LLM Home Assistant

LLM Home Assistant brings true natural language understanding to your smart home. Instead of memorizing rigid, robotic voice commands, this custom integration allows you to control your IoT devices by speaking or typing to your home naturally. By routing requests through advanced Large Language Models (like GPT-4o and Llama 3.3) and filtering device context to save tokens, it bridges the gap between complex smart home infrastructure and effortless human interaction.

🌟 Key Features

Talk to Your Home Naturally: No more "Turn off light zero one." Say "I'm heading to bed, can you shut down the house?" and the integration understands the context and executes the right services.
Direct Audio Processing: Speak commands directly into your dashboard. Audio is processed end-to-end via multimodal models (GPT-4o-Audio) for blazing-fast responses without needing a separate transcription step.
Token-Efficient & Cost-Effective: Smart whitelist-based entity filtering means only the devices you care about are sent to the LLM, reducing context size, lowering API costs, and speeding up response times.
Native Dashboard Cards: Includes custom Lovelace UI cards (llm-card and llm-recording-card) so you can type or record audio directly from your Home Assistant overview.

See It In Action

🚀 How to Try It

Ready to upgrade your smart home?

View the Code on GitHub
Prerequisites: A running instance of Home Assistant and an OpenAI API key.

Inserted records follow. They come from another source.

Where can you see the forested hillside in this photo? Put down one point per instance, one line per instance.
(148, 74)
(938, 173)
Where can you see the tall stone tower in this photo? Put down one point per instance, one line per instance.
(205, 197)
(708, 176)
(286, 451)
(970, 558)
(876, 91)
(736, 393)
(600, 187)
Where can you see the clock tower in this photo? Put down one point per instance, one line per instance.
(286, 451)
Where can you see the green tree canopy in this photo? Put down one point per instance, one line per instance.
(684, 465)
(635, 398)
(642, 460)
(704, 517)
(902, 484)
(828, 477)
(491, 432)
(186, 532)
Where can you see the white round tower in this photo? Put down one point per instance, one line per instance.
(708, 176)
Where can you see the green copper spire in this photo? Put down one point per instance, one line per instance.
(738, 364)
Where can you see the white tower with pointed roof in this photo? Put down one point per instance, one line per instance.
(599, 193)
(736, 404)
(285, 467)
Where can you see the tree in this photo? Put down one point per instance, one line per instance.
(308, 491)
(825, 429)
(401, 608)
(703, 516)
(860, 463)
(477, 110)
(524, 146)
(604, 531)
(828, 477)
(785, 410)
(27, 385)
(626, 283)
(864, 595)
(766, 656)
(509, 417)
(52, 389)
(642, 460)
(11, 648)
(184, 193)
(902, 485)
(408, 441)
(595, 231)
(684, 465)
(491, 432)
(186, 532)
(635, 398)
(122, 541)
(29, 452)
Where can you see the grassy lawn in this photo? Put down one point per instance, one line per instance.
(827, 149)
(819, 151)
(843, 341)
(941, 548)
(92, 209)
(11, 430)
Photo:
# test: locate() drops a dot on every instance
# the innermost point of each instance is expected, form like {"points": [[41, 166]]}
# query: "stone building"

See the Installation section below for step-by-step setup instructions, or spin up the full stack instantly using our provided Docker Compose file.

👥 Team & Credits

This project was built by a team of software engineering students at Oregon State University:

Jacob Berger - bergejac@oregonstate.edu
Varunesh Sunthar - suntharv@oregonstate.edu
Andrew Vu - vuand@oregonstate.edu
Jhonny Guzman - guzmjona@oregonstate.edu

Feedback or bugs? Please open an issue on our GitHub Issue Tracker.

Architecture

Text Pipeline

User text
  -> llm_home_assistant.chat service
  -> call_model_wrapper()
  -> async_query_openai() -> GPT-4o-Mini (JSON mode)
  -> parse actions via Pydantic (Plan/Action models)
  -> _execute_tool_call() for each action
  -> sensor update + event fire

Audio-Direct Pipeline

Microphone
  -> start_recording -> ffmpeg records WAV to _audios/current_request.wav
  -> stop_recording -> stops ffmpeg
    -> process_audio_direct service
      -> reads WAV file from disk
      -> base64 encodes audio
      -> ONE call to gpt-4o-audio-preview (multimodal: audio + HA context)
      -> function calling returns { actions, explanation }
      -> _execute_tool_call() for each action (same as text path)
      -> sensor update + event fire
      -> tts_fallback (gTTS / espeak)

The audio-direct pipeline sends speech directly to gpt-4o-audio-preview which understands audio and produces structured actions in a single API call — no separate transcription step required.

Legacy Audio Pipeline (Deprecated)

transcribe_audio service
  -> whisper.cpp STT -> text
  -> llm_home_assistant.chat service -> GPT-4o-Mini
  -> actions + TTS

This path is preserved for backwards compatibility but is no longer the recommended approach.

Installation

Option 1: Manual Installation (Recommended for testing/development)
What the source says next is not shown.